Feeling a little paranoid at work lately? You may have a good reason. Not so subtle words and actions may mean you are about to be laid off.
A friend of mine was recently laid off after nearly 15 years with the same company. What is interesting to note is that not only did he have a sense that it might be in the offing (he thought it might occur by the end of summer), over the last few months, he had been toying with the idea of looking for other employment.
Naturally, my question to him was why he hadn’t been looking. His answer was a mix of laziness and complacency. He thought he had time, that it would happen later on in the year or maybe not at all.
While there are many reasons why you might want to look for a new job – such as your current job stresses you out – there are some not so subtle signs that indicate you should start your job search.
Requests for You to Train Someone to Do Your Job…Just in Case
This is what happened to my friend. He was literally the only person in the company who could do his job. Two or three other people could handle parts of his job; however, he was the expert.
He had tried unsuccessfully for years to get others to learn what he did, but they seemed either disinterested or incapable.
However, when he was directed to train someone else the week before he left on vacation, he sensed that there was something more going on than just making sure he had backup while he was out of the office. The day before he left for a week in Alaska, he was given his walking papers.
Now it’s only normal that a company would like to make sure your workload is handled in your absence. It’s only when they suddenly insist for no apparent reason that’s there’s a potential problem.
Your Workload Suddenly Decreases
If assignments are cancelled, given to someone else, or handed to a contractor, you might be able to explain it away as an opportunity to get out from under the heavy workload you carry. However, you also may want to look at your job performance.
When organizations go through mergers, acquisitions, restructurings, or reorganizations, they often eliminate duplicate positions. However, many companies also find this a convenient time to rid themselves of workers who are performing below expectations.

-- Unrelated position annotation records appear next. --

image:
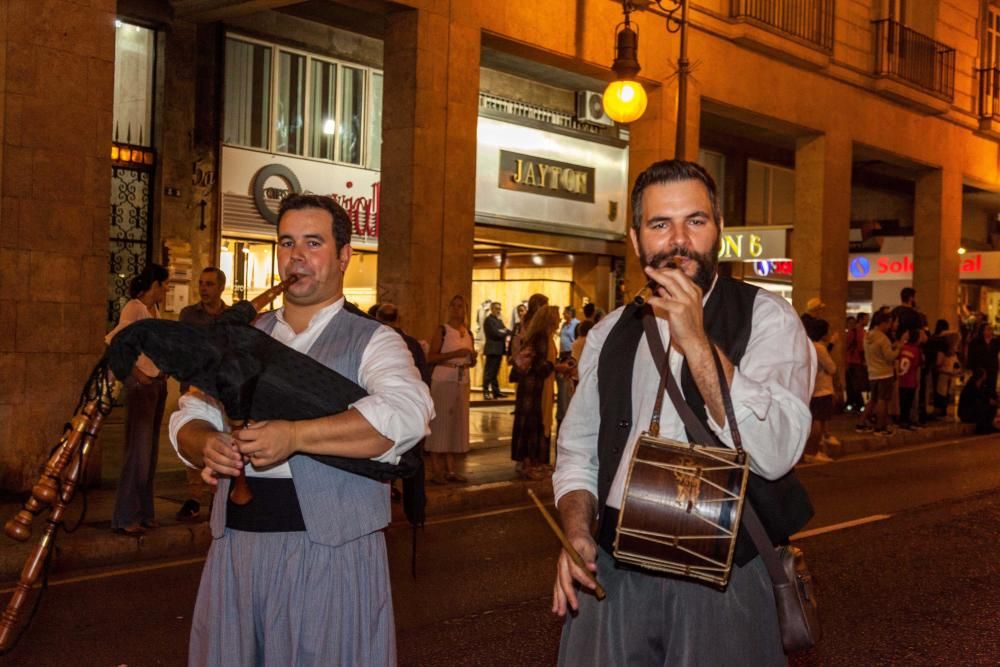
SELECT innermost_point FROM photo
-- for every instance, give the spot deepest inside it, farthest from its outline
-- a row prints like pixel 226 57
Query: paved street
pixel 912 582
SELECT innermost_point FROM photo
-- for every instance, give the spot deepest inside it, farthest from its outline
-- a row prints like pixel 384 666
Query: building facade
pixel 458 135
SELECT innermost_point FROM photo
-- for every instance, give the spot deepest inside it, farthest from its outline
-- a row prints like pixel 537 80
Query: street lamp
pixel 625 99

Before your job is eliminated, improve your performance and improve your chances of hanging onto your job.
Additionally, better performers are more likely to be offered comparable or better positions when there are mergers or company acquisitions.
Rumors and Secrets in the Hallway
You know the saying, “Just because you’re paranoid doesn’t mean they’re not after you?” If you begin to notice clandestine conversations at the water cooler that seem to stop when you enter the room, consider what you may have done or said lately that might get you on the short list when there is a reduction in workforce.
Whispers behind your back, being left out of the loop, and other instances of secret telling generally have a reason. Perhaps your boss recently left and the two of you were extremely tight. If your boss didn’t leave of his own free will, you may be next.
In the ABC News article, “Your Boss Was Fired…Now What?” writer Michelle Goodman offers some good advice to hang onto your job – such as digging in and making things works – if your boss suddenly disappears overnight.
The difficulty about layoffs is that they are reflective of the economy and generally not something you have done. Companies eliminate jobs, reorganize the flow of work, and merge with other organizations as a matter of doing business.
However, if you’re a keeper, the company will try harder to find a new assignment or retain you in some capacity. So make it tough for them to let you go.
On the other hand, if your job is caught up in the wave, there isn’t much you can do. That’s why it is important to know the warning signs, so you can take action before you’re laid off.